“Terus, Gue Harus Bilang Wow, Gitu?”

Squidward dengan ekspresi khasnya: <i>indifferent</i>
Squidward dengan ekspresi khasnya: indifferent

Kalimat ini semakin sering saya dengar beberapa waktu belakangan, terutama sejak jadi tagline di iklan salah satu produk kartu selular. Ada bermacam variasi dari kalimat ini, bahkan ada variasi dalam bahasa Banjar, Jawa halus, hingga Arab. Dari penyedia kartu selular lain, ada pula fenomena “ciyus, miyapa?” sementara beberapa tahun lalu ada pula ungkapan “So what gitu loh?” yang dipopulerkan rapper Saykoji. Ketiga kalimat terebut kebetulan punya nafas yang senada: sama-sama nyinyir.

Ya, nyinyir, sinis, indifferent, dan berbagai perilaku pasif agresif lainnya makin marak dijumpai di dalam kehidupan kita. Sebagai warga Asia Tenggara yang beriklim tropis, kepala kita seolah lekas sekali terpanasi oleh pemantik sekecil apapun. Konflik menjadi makanan keseharian, di televisi lewat sinetron, reality show, hingga berita-berita rusuh antar warga, di debat-debat antar kandidat pilkada maupun antar mereka yang berbeda paham, di sekolah maupun kampus lewat bullying dan tawuran, dan tentunya di media sosial.

Yang saya sebut terakhir, kini makin mengemuka. Ketika akses informasi, meskipun katanya masih tetap terlemot se-Asia, semakin mudah dijangkau, terbuka pula panggung-panggung baru untuk konflik horizontal antar pengguna. Dari zaman milis, forum, blog, hingga FB dan Twitter, perseteruan seakan menjadi makanan empuk, berondong jagung bagi pembaca. Tak heran banyak halaman-halaman “anti grup alay” dan “f**k band hipster”, atau gerakan semacam “Indonesia tanpa Jengkol” dan “Indonesia tanpa Feté”. Di Twitter juga semakin mudah mencari #dramatwitter karena orang semakin bebas mengekspresikan amarah dengan cara yang, well, mudah, dan murah.

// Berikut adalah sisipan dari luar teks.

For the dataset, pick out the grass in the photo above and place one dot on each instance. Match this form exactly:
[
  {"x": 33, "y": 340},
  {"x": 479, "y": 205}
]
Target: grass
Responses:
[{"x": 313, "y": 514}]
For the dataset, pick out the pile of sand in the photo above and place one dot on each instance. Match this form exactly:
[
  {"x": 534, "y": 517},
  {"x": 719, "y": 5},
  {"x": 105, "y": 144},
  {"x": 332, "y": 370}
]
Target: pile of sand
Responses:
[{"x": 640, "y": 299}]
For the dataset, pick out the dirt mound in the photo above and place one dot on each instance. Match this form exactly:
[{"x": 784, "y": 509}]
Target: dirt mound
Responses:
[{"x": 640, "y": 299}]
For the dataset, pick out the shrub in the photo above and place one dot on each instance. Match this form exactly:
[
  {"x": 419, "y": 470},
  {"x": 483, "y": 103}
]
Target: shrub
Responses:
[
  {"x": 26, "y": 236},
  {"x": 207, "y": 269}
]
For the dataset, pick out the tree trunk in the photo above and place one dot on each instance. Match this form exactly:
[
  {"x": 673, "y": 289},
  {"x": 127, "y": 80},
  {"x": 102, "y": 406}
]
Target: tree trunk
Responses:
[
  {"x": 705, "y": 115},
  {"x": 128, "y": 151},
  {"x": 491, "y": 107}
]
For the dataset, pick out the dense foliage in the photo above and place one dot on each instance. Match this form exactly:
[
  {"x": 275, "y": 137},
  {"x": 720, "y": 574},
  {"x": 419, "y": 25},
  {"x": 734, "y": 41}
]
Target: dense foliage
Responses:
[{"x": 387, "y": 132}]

Ketika gadget semakin beragam dan terjangkau harganya, boleh dapat BM atau cari sekenan #eh, ketika Anjroid dengan berbagai aplikasinya semakin memudahkan pengguna dalam mengakses berbagai layanan daring, apakah masyarakat juga akan semakin mudah untuk tercerahkan? Apakah masyarakat akan semakin mudah mengakses pengetahuan dan keterampilan baru untuk memecahkan berbagai persoalan? Atau justru sebaliknya? Semakin gampang meluapkan emosi, katarsis, ngomel-ngomel di kolom komentar detik.com, dan menghujat langsung para pejabat lewat mensyen ke akun Twitter mereka?

Lalu, apa sebenarnya yang salah dengan bangsa ini? *bergaya motivator dengan backsound lembut*
Tidak lah, terlalu agung buat saya kalau harus menghakimi segenap bangsa. Hanya saja, dari Youtube saya dapat video yang lumayan mencerahkan terkait fenomena ini, yaitu tergerusnya rasa empati. Video ini ((Versi ceramah yang lebih panjang bisa ditonton di sini, kalau ada benwit berlebih.)) merupakan nukilan dari video presentasi Jeremy Rifkin mengenai bukunya, The Empathic Civilization.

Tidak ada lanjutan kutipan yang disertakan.